Key metrics such as LPIPS, MSE, PSNR, and SSIM showed significant improvements across the board. RLVR-World effectively mitigated repetition issues inherent in generative models and demonstrated robust performance scalability with an increasing number of generated samples. This implies that RLVR-World could serve as a more effective post-training paradigm than traditional methods, especially when task-oriented evaluation is critical.

Figure 4: Model analysis. (a) Test-time scaling: best performance among different numbers of generated samples. (b) RL training scaling: learning curves using different group sizes in GRPO. (c) Metric-oriented optimization: RLVR-World trained and tested on different visual metrics.
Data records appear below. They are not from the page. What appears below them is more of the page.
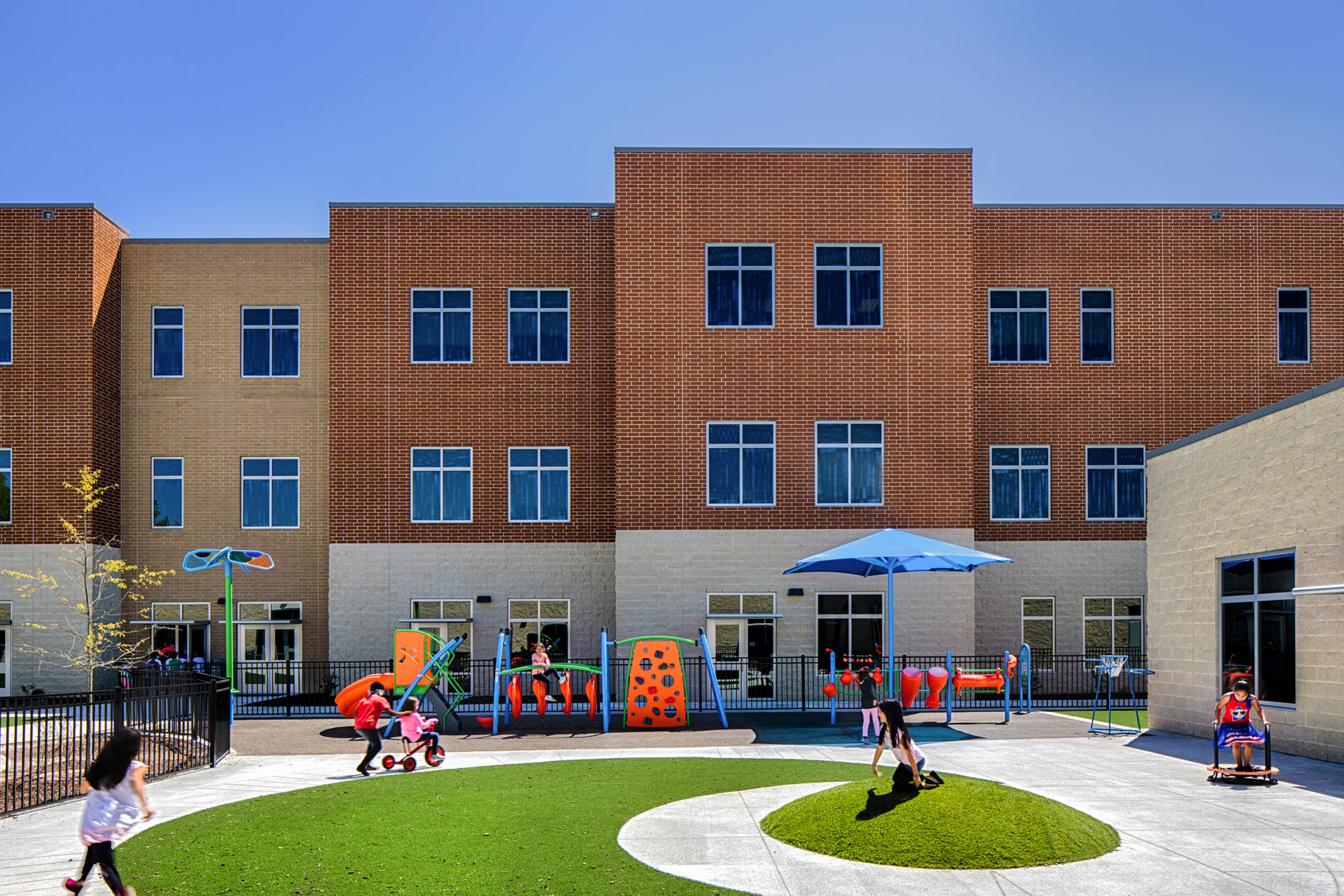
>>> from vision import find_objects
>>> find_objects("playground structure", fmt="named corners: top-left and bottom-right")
top-left (1084, 654), bottom-right (1156, 736)
top-left (821, 645), bottom-right (1031, 725)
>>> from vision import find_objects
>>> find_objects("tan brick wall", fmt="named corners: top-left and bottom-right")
top-left (1148, 390), bottom-right (1344, 762)
top-left (121, 241), bottom-right (328, 659)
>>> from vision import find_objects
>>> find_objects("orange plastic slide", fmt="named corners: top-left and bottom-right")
top-left (336, 672), bottom-right (393, 719)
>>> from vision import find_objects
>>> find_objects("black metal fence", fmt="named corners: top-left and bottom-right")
top-left (0, 673), bottom-right (230, 814)
top-left (189, 653), bottom-right (1148, 719)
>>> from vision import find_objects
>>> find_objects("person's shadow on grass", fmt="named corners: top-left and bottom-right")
top-left (853, 788), bottom-right (919, 821)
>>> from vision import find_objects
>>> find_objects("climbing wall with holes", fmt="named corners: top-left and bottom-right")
top-left (625, 640), bottom-right (687, 728)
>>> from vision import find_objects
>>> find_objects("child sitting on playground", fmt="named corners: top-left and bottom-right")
top-left (872, 700), bottom-right (942, 790)
top-left (1214, 678), bottom-right (1268, 771)
top-left (402, 697), bottom-right (438, 747)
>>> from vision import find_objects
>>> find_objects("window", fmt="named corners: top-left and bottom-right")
top-left (508, 447), bottom-right (570, 523)
top-left (0, 289), bottom-right (13, 364)
top-left (706, 423), bottom-right (774, 506)
top-left (706, 594), bottom-right (778, 617)
top-left (150, 307), bottom-right (183, 376)
top-left (508, 599), bottom-right (570, 666)
top-left (813, 246), bottom-right (882, 326)
top-left (1219, 552), bottom-right (1297, 705)
top-left (244, 307), bottom-right (298, 376)
top-left (412, 447), bottom-right (472, 523)
top-left (244, 456), bottom-right (298, 529)
top-left (1087, 444), bottom-right (1144, 520)
top-left (149, 456), bottom-right (181, 529)
top-left (816, 423), bottom-right (882, 505)
top-left (412, 289), bottom-right (472, 364)
top-left (817, 594), bottom-right (882, 672)
top-left (508, 289), bottom-right (570, 364)
top-left (989, 444), bottom-right (1050, 520)
top-left (1084, 598), bottom-right (1144, 659)
top-left (0, 449), bottom-right (13, 524)
top-left (989, 289), bottom-right (1050, 364)
top-left (1021, 598), bottom-right (1055, 669)
top-left (1278, 289), bottom-right (1312, 364)
top-left (1080, 289), bottom-right (1116, 364)
top-left (704, 244), bottom-right (774, 326)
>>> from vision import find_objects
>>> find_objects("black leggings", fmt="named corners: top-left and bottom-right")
top-left (79, 841), bottom-right (126, 896)
top-left (355, 728), bottom-right (383, 769)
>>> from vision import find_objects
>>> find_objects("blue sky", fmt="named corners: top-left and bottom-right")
top-left (0, 0), bottom-right (1344, 237)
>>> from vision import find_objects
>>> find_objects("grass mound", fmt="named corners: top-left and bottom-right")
top-left (761, 775), bottom-right (1119, 868)
top-left (117, 759), bottom-right (868, 896)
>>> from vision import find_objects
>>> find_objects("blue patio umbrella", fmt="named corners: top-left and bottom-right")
top-left (783, 529), bottom-right (1012, 694)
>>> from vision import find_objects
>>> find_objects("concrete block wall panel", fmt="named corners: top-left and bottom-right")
top-left (329, 541), bottom-right (615, 659)
top-left (615, 529), bottom-right (979, 655)
top-left (121, 241), bottom-right (330, 659)
top-left (1148, 390), bottom-right (1344, 762)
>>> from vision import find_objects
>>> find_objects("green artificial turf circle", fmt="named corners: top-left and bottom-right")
top-left (761, 775), bottom-right (1119, 868)
top-left (117, 759), bottom-right (869, 896)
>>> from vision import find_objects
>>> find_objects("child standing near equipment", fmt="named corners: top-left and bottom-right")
top-left (859, 666), bottom-right (882, 748)
top-left (1214, 678), bottom-right (1268, 771)
top-left (64, 728), bottom-right (155, 896)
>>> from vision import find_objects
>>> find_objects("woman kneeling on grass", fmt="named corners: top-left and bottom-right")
top-left (872, 700), bottom-right (942, 790)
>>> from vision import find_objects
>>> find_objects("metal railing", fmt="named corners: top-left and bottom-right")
top-left (0, 673), bottom-right (230, 814)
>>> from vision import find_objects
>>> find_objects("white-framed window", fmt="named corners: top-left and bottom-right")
top-left (1278, 288), bottom-right (1312, 364)
top-left (0, 289), bottom-right (13, 364)
top-left (1084, 598), bottom-right (1144, 657)
top-left (704, 422), bottom-right (774, 506)
top-left (508, 289), bottom-right (570, 364)
top-left (0, 449), bottom-right (13, 525)
top-left (149, 305), bottom-right (183, 377)
top-left (817, 592), bottom-right (883, 671)
top-left (412, 447), bottom-right (472, 523)
top-left (812, 243), bottom-right (882, 326)
top-left (508, 447), bottom-right (570, 523)
top-left (1021, 596), bottom-right (1055, 669)
top-left (989, 444), bottom-right (1050, 520)
top-left (704, 591), bottom-right (780, 617)
top-left (242, 456), bottom-right (298, 529)
top-left (508, 598), bottom-right (570, 665)
top-left (412, 289), bottom-right (472, 364)
top-left (149, 456), bottom-right (183, 529)
top-left (816, 421), bottom-right (882, 506)
top-left (1218, 551), bottom-right (1297, 708)
top-left (1078, 289), bottom-right (1116, 364)
top-left (242, 305), bottom-right (298, 379)
top-left (704, 243), bottom-right (774, 328)
top-left (1087, 444), bottom-right (1145, 520)
top-left (989, 289), bottom-right (1050, 364)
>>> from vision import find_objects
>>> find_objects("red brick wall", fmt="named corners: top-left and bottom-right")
top-left (329, 207), bottom-right (614, 542)
top-left (615, 152), bottom-right (980, 529)
top-left (972, 207), bottom-right (1344, 540)
top-left (0, 207), bottom-right (121, 544)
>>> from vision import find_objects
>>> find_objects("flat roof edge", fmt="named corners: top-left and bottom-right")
top-left (327, 203), bottom-right (615, 208)
top-left (1148, 376), bottom-right (1344, 459)
top-left (614, 146), bottom-right (970, 155)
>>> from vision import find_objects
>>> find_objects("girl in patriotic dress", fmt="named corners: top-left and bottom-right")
top-left (1214, 678), bottom-right (1268, 771)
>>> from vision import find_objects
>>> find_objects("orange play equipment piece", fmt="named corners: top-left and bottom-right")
top-left (625, 639), bottom-right (687, 728)
top-left (900, 666), bottom-right (923, 709)
top-left (925, 666), bottom-right (948, 709)
top-left (336, 664), bottom-right (392, 719)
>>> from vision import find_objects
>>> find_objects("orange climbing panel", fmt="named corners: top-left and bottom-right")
top-left (625, 639), bottom-right (687, 728)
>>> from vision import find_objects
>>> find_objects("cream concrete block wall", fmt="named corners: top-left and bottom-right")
top-left (328, 542), bottom-right (615, 659)
top-left (0, 544), bottom-right (121, 697)
top-left (1148, 391), bottom-right (1344, 762)
top-left (615, 529), bottom-right (979, 657)
top-left (976, 541), bottom-right (1148, 654)
top-left (121, 241), bottom-right (328, 659)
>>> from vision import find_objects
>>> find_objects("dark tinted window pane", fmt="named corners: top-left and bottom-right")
top-left (816, 270), bottom-right (849, 326)
top-left (1259, 554), bottom-right (1297, 594)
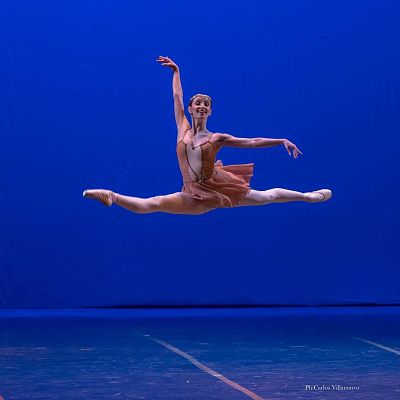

Applications and Implications

Beyond performance improvements, RLVR-World models facilitated enhanced policy evaluation in real-world scenarios, such as robotic manipulation, bridging simulation and real-world tasks by reducing sim-to-real discrepancies. These findings introduce RLVR as a promising strategy for enhancing generative world models, suggesting expansions into multimodal applications and robust generative policies.

Conclusion

RLVR-World offers a refined post-training paradigm for world models, addressing prevalent shortcomings of conventional training objectives by focusing on real-world task metrics. The framework's adaptability across language and video tasks highlights its potential as a general method for improving generative model efficacy in prediction-centric applications. Future work should explore customizable reward functions tailored to specific domains and enhance out-of-distribution generalization for complex sequential decision-making.

Figure 5: Qualitative analysis: multi-step video prediction and policy evaluation on RT-1.